Metadata-Version: 1.1
Name: gensim
Version: 0.13.2
Summary: Python framework for fast Vector Space Modelling
Home-page: http://radimrehurek.com/gensim
Author: Radim Rehurek
Author-email: me@radimrehurek.com
License: UNKNOWN
Download-URL: http://pypi.python.org/pypi/gensim
Description: gensim – Topic Modelling in Python
        ==================================
        
        ![Travis]![Wheel]
        
        Gensim is a Python library for *topic modelling*, *document indexing*
        and *similarity retrieval* with large corpora. Target audience is the
        *natural language processing* (NLP) and *information retrieval* (IR)
        community.
        
        Features
        --------
        
        -   All algorithms are **memory-independent** w.r.t. the corpus size
            (can process input larger than RAM, streamed, out-of-core),
        -   **Intuitive interfaces**
            -   easy to plug in your own input corpus/datastream (trivial
                streaming API)
            -   easy to extend with other Vector Space algorithms (trivial
                transformation API)
        -   Efficient multicore implementations of popular algorithms, such as
            online **Latent Semantic Analysis (LSA/LSI/SVD)**, **Latent
            Dirichlet Allocation (LDA)**, **Random Projections (RP)**,
            **Hierarchical Dirichlet Process (HDP)** or **word2vec deep
            learning**.
        -   **Distributed computing**: can run *Latent Semantic Analysis* and
            *Latent Dirichlet Allocation* on a cluster of computers.

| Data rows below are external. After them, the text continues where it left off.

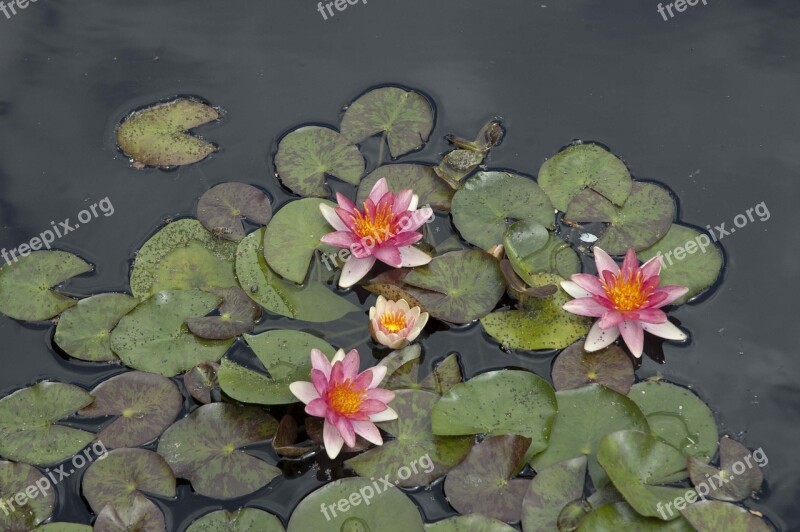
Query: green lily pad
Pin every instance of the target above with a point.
(181, 256)
(158, 135)
(637, 463)
(242, 520)
(307, 154)
(539, 323)
(574, 367)
(699, 265)
(678, 417)
(312, 302)
(552, 489)
(498, 402)
(146, 404)
(459, 287)
(415, 457)
(292, 237)
(642, 221)
(203, 448)
(122, 474)
(585, 416)
(491, 201)
(582, 166)
(154, 338)
(24, 514)
(404, 117)
(84, 331)
(484, 482)
(346, 503)
(28, 432)
(422, 179)
(285, 355)
(26, 285)
(222, 208)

        -   Extensive [documentation and Jupyter Notebook tutorials].
        
        If this feature list left you scratching your head, you can first read
        more about the [Vector Space Model] and [unsupervised document analysis]
        on Wikipedia.
        
        Installation
        ------------
        
        This software depends on [NumPy and Scipy], two Python packages for
        scientific computing. You must have them installed prior to installing
        gensim.
        
        It is also recommended you install a fast BLAS library before installing
        NumPy. This is optional, but using an optimized BLAS such as [ATLAS] or
        [OpenBLAS] is known to improve performance by as much as an order of
        magnitude. On OS X, NumPy picks up the BLAS that comes with it
        automatically, so you don’t need to do anything special.
        
        The simple way to install gensim is:
        
            pip install -U gensim
        
        Or, if you have instead downloaded and unzipped the [source tar.gz]
        package, you’d run:
        
            python setup.py test
            python setup.py install
        
        For alternative modes of installation (without root privileges,
        development installation, optional install features), see the
        [documentation].
        
        This version has been tested under Python 2.6, 2.7, 3.3, 3.4 and 3.5
        (support for Python 2.5 was dropped in gensim 0.10.0; install gensim
        0.9.1 if you *must* use Python 2.5). Gensim’s github repo is hooked
        against [Travis CI for automated testing] on every commit push and pull
        request.
        
        How come gensim is so fast and memory efficient? Isn’t it pure Python, and isn’t Python slow and greedy?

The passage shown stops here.